Since \(e_{K}=r_{K}+e\) is a projection error it satisfies \(\mathbb{E}\left[X_{K} e_{K}\right]=0\). Since \(e\) is a regression error it satisfies \(\mathbb{E}\left[X_{K} e\right]=0\). We deduce \(\mathbb{E}\left[X_{K} r_{K}\right]=0\). Hence \(\int X_{K}(x) r_{K}(x) f(x) d x=\mathbb{E}\left[X_{K} r_{K}\right]=0\). Also observe that \(\int X_{K}(x) X_{K}(x)^{\prime} d F(x)=\boldsymbol{Q}_{K}\) and \(\int r_{K}(x)^{2} d F(x)=\mathbb{E}\left[r_{K}^{2}\right]=\delta_{K}^{2}\).
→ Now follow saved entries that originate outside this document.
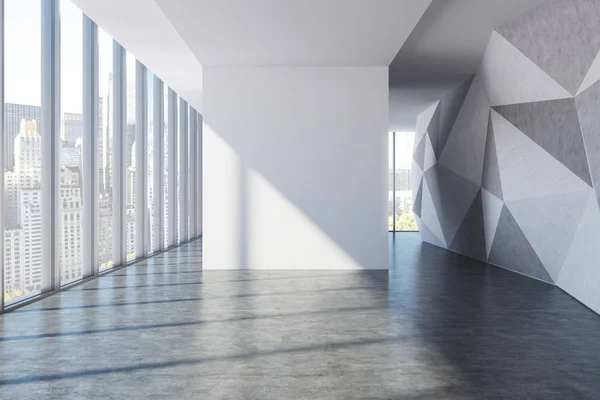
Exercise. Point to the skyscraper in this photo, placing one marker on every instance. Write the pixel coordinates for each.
(13, 115)
(72, 127)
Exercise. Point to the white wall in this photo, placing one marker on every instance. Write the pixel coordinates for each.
(295, 168)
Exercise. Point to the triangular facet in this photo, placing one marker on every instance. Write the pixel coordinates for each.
(593, 75)
(527, 170)
(424, 120)
(429, 214)
(416, 177)
(549, 224)
(429, 160)
(470, 238)
(419, 154)
(561, 37)
(428, 236)
(450, 106)
(588, 109)
(452, 196)
(512, 250)
(492, 208)
(418, 201)
(465, 149)
(580, 272)
(554, 126)
(510, 78)
(491, 171)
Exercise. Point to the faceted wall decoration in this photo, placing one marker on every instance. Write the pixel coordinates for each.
(510, 160)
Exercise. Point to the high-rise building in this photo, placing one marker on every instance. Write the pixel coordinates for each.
(72, 127)
(100, 142)
(107, 140)
(23, 260)
(13, 115)
(71, 229)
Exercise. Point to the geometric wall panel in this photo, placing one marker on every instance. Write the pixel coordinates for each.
(424, 121)
(592, 76)
(419, 154)
(429, 214)
(427, 235)
(418, 200)
(511, 248)
(509, 77)
(449, 108)
(549, 224)
(588, 109)
(430, 159)
(554, 126)
(465, 149)
(416, 176)
(491, 171)
(470, 238)
(452, 197)
(561, 37)
(580, 273)
(526, 169)
(516, 153)
(492, 208)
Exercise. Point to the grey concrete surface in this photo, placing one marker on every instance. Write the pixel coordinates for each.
(438, 325)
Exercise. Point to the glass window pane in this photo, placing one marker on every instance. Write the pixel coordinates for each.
(178, 180)
(391, 181)
(105, 148)
(150, 201)
(189, 174)
(71, 108)
(405, 219)
(166, 166)
(22, 166)
(130, 193)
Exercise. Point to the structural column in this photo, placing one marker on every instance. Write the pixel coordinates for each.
(118, 174)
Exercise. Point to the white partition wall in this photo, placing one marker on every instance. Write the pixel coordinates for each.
(295, 163)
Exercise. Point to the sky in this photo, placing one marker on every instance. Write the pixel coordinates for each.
(23, 57)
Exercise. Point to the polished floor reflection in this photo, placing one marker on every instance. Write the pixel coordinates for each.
(438, 326)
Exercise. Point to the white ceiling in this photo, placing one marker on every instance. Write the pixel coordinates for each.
(444, 49)
(176, 38)
(141, 27)
(441, 43)
(294, 32)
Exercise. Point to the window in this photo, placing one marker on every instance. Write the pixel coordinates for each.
(152, 245)
(130, 161)
(22, 162)
(400, 199)
(105, 149)
(84, 125)
(179, 135)
(71, 137)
Then
\[ \begin{aligned} \operatorname{ISE}(K) &=\int\left(X_{K}(x)^{\prime}\left(\widehat{\beta}_{K}-\beta_{K}\right)-r_{K}(x)\right)^{2} d F(x) \\ &=\left(\widehat{\beta}_{K}-\beta_{K}\right)^{\prime}\left(\int X_{K}(x) X_{K}(x)^{\prime} d F(x)\right)\left(\widehat{\beta}_{K}-\beta_{K}\right) \\ &-2\left(\widehat{\beta}_{K}-\beta_{K}\right)^{\prime}\left(\int X_{K}(x) r_{K}(x) d F(x)\right)+\int r_{K}(x)^{2} d F(x) \\ &=\left(\widehat{\beta}_{K}-\beta_{K}\right)^{\prime} \boldsymbol{Q}_{K}\left(\widehat{\beta}_{K}-\beta_{K}\right)+\delta_{K}^{2} \end{aligned} \]
We calculate that
\[ \begin{aligned} \left(\widehat{\beta}_{K}-\beta_{K}\right)^{\prime} \boldsymbol{Q}_{K}\left(\widehat{\beta}_{K}-\beta_{K}\right) &=\left(\boldsymbol{e}_{K}^{\prime} \boldsymbol{X}_{K}\right)\left(\boldsymbol{X}_{K}^{\prime} \boldsymbol{X}_{K}\right)^{-1} \boldsymbol{Q}_{K}\left(\boldsymbol{X}_{K}^{\prime} \boldsymbol{X}_{K}\right)^{-1}\left(\boldsymbol{X}_{K}^{\prime} \boldsymbol{e}_{K}\right) \\ &=\left(\boldsymbol{e}_{K}^{\prime} \widetilde{\boldsymbol{X}}_{K}\right)\left(\widetilde{\boldsymbol{X}}_{K}^{\prime} \widetilde{\boldsymbol{X}}_{K}\right)^{-1}\left(\widetilde{\boldsymbol{X}}_{K}^{\prime} \widetilde{\boldsymbol{X}}_{K}\right)^{-1}\left(\widetilde{\boldsymbol{X}}_{K}^{\prime} \boldsymbol{e}_{K}\right) \\ &=n^{-2}\left(\boldsymbol{e}_{K}^{\prime} \widetilde{\boldsymbol{X}}_{K}\right) \widetilde{\boldsymbol{Q}}_{K}^{-1} \widetilde{\boldsymbol{Q}}_{K}^{-1}\left(\widetilde{\boldsymbol{X}}_{K}^{\prime} \boldsymbol{e}_{K}\right) \\ & \leq\left(\lambda_{\max }\left(\widetilde{\boldsymbol{Q}}_{K}^{-1}\right)\right)^{2}\left(n^{-2} \boldsymbol{e}_{K}^{\prime} \widetilde{\boldsymbol{X}}_{K} \widetilde{\boldsymbol{X}}_{K}^{\prime} \boldsymbol{e}_{K}\right) \\ & \leq O_{p}(1)\left(n^{-2} \boldsymbol{e}_{K}^{\prime} \boldsymbol{X}_{K} \boldsymbol{Q}_{K}^{-1} \boldsymbol{X}_{K}^{\prime} \boldsymbol{e}_{K}\right) \end{aligned} \]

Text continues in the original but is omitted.